Image analysis was performed using a custom macro developed in Fiji software (https://imagej.net/software/fiji/), which enabled the automatic quantification of various mitochondrial parameters, including branch number, junction number, maximum branch length, and average branch length.

Cell viability assay for sorafenib IC50 determination

Cell viability was measured using MTT assay. Briefly, an MTT solution (5 mg/mL in PBS) was diluted 1:50 and added to adherent cells at the end of each treatment. Cells were incubated for 1 hour at 37 °C to allow formazan crystal formation. The crystals were solubilized using a 90:10 (v/v) isopropanol:DMSO solution. Finally, absorbance was measured at 570 nm, with values directly correlating to cell viability.

Very Low-Density Lipoprotein (VLDL) and Low-Density Lipoprotein (LDL) isolation

Blood samples were collected in EDTA tubes. Serum and plasma were obtained by centrifugation at 3,000 rpm for 12 minutes and immediately supplemented with protease inhibitor (cat.no. 87786, Thermo Fisher Scientific). The density of serum was then adjusted from 1.006 g/cm3 to 1.019 g/cm3 with a solution of KBr 1.35 g/cm3. A volume of 500 µL of the KBr density 1.019 g/cm3 was then carefully stratified on the top of the plasma in the centrifuge tube. The tubes were centrifuged for 2 hours at 100,000 rpm at 4 °C in a TLA-100.3 Fixed-Angle Rotor (Beckman Coulter, Brea, CA, USA) with a Beckman Optima TL100 Ultracentrifuge (Beckman Coulter, Brea, CA, USA).
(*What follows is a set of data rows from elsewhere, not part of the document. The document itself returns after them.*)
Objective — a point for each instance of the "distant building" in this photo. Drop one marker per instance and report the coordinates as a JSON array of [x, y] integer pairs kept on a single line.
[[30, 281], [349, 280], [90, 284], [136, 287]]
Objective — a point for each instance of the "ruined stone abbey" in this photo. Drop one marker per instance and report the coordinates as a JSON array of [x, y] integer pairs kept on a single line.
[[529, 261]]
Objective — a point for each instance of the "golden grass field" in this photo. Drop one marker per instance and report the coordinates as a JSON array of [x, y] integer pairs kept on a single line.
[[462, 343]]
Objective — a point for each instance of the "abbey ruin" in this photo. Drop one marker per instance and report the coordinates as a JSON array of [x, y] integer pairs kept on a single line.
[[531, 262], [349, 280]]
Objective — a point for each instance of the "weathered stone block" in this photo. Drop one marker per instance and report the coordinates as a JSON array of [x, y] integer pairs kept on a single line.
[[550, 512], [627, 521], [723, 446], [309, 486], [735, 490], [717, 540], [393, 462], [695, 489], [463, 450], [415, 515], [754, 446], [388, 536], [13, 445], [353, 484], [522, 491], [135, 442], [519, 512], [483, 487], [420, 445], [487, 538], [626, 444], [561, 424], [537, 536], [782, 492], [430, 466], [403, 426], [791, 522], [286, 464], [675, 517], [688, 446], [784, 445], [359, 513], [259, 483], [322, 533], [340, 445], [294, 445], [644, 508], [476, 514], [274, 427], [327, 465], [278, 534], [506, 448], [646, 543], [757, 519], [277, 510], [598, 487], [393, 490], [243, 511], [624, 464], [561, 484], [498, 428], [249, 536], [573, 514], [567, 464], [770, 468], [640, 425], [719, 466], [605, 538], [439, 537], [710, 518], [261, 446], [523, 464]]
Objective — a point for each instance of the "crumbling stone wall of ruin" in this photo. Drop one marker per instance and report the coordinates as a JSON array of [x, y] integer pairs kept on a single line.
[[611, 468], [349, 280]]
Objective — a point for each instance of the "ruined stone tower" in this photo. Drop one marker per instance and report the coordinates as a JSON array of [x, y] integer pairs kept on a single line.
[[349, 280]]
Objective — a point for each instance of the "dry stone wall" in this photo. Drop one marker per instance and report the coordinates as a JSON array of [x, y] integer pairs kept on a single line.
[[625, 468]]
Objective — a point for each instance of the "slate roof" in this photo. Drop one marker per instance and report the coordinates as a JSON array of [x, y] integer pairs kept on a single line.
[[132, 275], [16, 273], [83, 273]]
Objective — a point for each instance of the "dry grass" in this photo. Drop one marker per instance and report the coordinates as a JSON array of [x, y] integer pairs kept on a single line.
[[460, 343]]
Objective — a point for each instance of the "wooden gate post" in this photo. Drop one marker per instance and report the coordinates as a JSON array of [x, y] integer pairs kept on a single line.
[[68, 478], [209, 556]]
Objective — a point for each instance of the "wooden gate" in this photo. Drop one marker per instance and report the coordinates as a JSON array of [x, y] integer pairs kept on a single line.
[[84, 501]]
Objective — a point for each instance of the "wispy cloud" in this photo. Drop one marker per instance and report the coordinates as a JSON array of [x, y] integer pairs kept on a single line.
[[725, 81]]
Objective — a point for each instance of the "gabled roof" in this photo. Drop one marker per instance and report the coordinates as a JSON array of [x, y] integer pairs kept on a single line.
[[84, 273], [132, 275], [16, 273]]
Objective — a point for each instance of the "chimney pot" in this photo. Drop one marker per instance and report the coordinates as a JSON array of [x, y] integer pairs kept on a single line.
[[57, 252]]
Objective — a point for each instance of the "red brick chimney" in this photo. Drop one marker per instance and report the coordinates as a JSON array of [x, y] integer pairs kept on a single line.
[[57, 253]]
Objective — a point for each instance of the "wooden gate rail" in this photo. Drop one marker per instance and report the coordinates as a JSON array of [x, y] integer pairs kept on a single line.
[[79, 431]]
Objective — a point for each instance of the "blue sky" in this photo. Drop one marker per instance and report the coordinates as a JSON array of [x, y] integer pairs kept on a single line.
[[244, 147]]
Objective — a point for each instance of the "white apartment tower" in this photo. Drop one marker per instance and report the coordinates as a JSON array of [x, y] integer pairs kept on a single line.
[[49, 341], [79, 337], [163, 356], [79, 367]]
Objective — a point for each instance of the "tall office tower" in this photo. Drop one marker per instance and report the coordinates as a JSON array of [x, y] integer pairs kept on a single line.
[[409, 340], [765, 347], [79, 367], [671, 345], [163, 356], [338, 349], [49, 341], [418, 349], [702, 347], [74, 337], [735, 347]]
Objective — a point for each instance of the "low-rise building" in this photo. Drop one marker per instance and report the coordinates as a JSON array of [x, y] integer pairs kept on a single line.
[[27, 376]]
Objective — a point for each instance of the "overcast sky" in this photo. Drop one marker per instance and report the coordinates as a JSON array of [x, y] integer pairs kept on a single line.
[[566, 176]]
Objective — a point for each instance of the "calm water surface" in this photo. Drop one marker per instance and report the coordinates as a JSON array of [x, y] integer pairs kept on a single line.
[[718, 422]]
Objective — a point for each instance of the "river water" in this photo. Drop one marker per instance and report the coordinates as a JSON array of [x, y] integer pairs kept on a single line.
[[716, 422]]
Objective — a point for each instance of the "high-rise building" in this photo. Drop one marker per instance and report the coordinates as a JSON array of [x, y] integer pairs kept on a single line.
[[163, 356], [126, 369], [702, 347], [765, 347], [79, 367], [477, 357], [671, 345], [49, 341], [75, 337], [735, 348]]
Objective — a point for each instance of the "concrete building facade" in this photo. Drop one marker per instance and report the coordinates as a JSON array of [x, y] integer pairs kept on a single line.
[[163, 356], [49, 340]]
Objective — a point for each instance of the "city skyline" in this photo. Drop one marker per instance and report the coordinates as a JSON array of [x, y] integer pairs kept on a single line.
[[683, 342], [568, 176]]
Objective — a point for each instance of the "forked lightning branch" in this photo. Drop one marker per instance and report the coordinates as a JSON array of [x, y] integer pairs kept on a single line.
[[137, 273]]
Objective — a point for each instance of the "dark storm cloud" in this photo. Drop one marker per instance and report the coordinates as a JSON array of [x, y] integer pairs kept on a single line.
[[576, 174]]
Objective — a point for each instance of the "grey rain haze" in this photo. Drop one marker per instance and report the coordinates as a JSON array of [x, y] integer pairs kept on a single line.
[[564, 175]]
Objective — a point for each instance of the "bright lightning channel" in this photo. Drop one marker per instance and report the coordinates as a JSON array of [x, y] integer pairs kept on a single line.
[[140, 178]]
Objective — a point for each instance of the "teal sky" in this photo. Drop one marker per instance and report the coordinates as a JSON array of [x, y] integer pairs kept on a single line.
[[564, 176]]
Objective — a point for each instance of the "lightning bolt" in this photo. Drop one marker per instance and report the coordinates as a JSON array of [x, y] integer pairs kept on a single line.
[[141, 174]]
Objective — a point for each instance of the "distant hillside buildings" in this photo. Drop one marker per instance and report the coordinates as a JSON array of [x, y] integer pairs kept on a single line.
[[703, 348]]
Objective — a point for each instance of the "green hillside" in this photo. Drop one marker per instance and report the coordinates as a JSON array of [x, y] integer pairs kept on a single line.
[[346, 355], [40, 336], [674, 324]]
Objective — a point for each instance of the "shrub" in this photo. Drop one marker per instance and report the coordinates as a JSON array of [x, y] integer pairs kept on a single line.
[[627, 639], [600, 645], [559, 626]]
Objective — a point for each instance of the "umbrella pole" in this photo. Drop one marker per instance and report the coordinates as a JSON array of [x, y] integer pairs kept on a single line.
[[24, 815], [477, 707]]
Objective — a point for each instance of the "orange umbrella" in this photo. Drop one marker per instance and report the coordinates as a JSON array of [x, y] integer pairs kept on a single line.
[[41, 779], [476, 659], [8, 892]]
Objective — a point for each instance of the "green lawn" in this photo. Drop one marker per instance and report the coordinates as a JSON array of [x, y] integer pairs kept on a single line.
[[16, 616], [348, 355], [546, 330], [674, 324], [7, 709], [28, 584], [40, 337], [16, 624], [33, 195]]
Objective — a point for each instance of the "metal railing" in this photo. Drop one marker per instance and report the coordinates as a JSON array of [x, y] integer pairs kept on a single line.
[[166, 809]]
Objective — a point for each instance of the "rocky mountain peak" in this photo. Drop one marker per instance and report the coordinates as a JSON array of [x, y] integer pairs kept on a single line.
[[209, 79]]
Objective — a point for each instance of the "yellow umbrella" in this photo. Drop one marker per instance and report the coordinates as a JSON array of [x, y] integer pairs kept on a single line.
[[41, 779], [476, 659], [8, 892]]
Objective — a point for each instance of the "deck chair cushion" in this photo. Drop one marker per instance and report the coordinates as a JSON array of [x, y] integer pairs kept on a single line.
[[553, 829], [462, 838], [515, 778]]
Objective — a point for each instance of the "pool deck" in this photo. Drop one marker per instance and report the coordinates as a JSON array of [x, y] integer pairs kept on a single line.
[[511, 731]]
The floating VLDLs were then manually isolated, desalted in a PD-10 Desalting Column, with Sephadex G-25 resin with PBS and filtered in a 0.22 µm filter under a biological hood. The bottom part, remaining from VLDL isolation, was then resuspended and the density was adjusted from 1.019 g/cm3 to 1.063 g/cm3 with the KBr solution at 1.35 g/cm3. A total of 2.5 mL of plasma was then put in the ultracentrifuge tube, and 500 µL of 1.063 g/cm3 density were carefully layered on the top. The tubes were centrifuged for 2 hours and 30 minutes at 100,000 rpm at 4 °C.

Following the centrifugation, the floating LDLs were collected, desalted and filtered as described for the VLDL. Protein concentration was measured using a BCA Protein Assay Kit following the manufacturer’s instruction. Cells were treated with VLDL at the protein concentration of 20 µg/µL or 50 µg/µL, or with LDL at 50 µg/µL or 100 µg/µL, in media containing lipid depleted FBS for 48 hours in combination with sorafenib or DMSO.

Triglycerides and cholesterol quantification

TGs and cholesterol and were measured in FBS, FBS-LD (cat.no. ECS0198L, Euroclone), and isolated VLDL and LDL using the clinical-grade reagent. Quantification was performed according to the manufacturer’s protocol for cholesterol (cat.no. A11A01634, ABX Pentra, HORIBA Medical, CH200) and triglycerides (cat.no. A11A01640, ABX Pentra, HORIBA Medical, TR210).

Use of artificial intelligence

ChatGPT (https://openai.com/index/chatgpt/) was used in this manuscript for English language revision.

Statistics and reproducibility

A value of P < 0.05 was considered statistically significant. The sample sizes and statistical tests are detailed in the figure legends. The minimum sample size for representative experiments was n = 3. Data distribution was assumed to be normal but this was not formally tested. Statistical analyses were performed using Student’s t-tests. In cases with multiple t-tests, the Holm-Sidak method was applied to correct for multiple comparisons. For RNA sequencing data and integrated pathway analyses, only results with a false discovery rate (FDR) < 0.05 were considered significant to limit false positives in large datasets. Comparisons among more than two experimental groups were performed using one-way ANOVA followed by Tukey’s post hoc test or Dunnett’s correction for multiple comparisons. Two-way ANOVA with Dunnett’s or Tukey’s multiple comparisons tests was also employed, depending on the experimental design. Ordinary one-way ANOVA with Dunnett’s or Sidak’s corrections, as well as unpaired t-tests, were used for specific comparisons. For patient data involving multiple conditions and timepoints, a two-way repeated-measures ANOVA was conducted, with Fisher’s Least Significant Difference (LSD) test applied for pairwise comparisons.

Unless otherwise specified, statistical analyses were conducted using GraphPad Prism (version 10.3.1) with significance thresholds set at P < 0.05.